The problem with a monopoly is it leads to market dominance which results in degraded customer experience, degraded quality and potentially price increases. There's a few major monopolies that really exercise this point.

With Google Search they're basically the only player out there. Sites are actually programmed now so that only Google and Bing can crawl them (as in search through their content to optimize it for being searched). This prevents are competitors from coming in, but it also means that they're going to be free to cram in as many ads as they can and change the algorithms to focus on sales rather than what the user wants to find. The result is that Google Search is now worse today than it was 10 years ago.

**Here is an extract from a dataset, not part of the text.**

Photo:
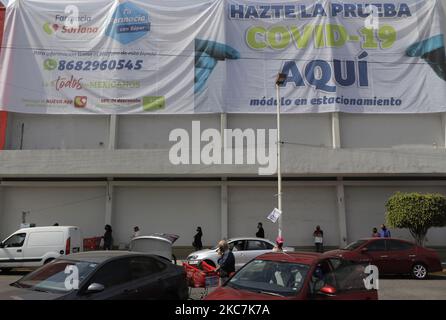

Similarly you have Ticketmaster. It's owned by Live Nation who also own venues, venue rights, talent agencies that organize tours... and also the scalping website. Over the last 50 years Ticketmaster has effectively wiped out all possible competition and locked out competitors from acts that they host. The result of this is that the largest ticket seller in the world can't keep their website online when the largest music star wants to tour.

You don't want 30 app stores on your phone, tablet or computer. But you want THE OPTION. I have like 10 reward programs on my phone, I choose them.... because I use them. But when my local autodealer told me that I was REQUIRED to use their app to even use their service, I just told them sorry not interested.

Epic's lawsuit isn't about forcing you to download their store on your phone, it's about allowing you to have the choice. If you want to play their games on your phone, you can.

Edit: And you already are sort of starting to get a degraded experience on Android and Apple stores as they allow companies to pay them for top spots.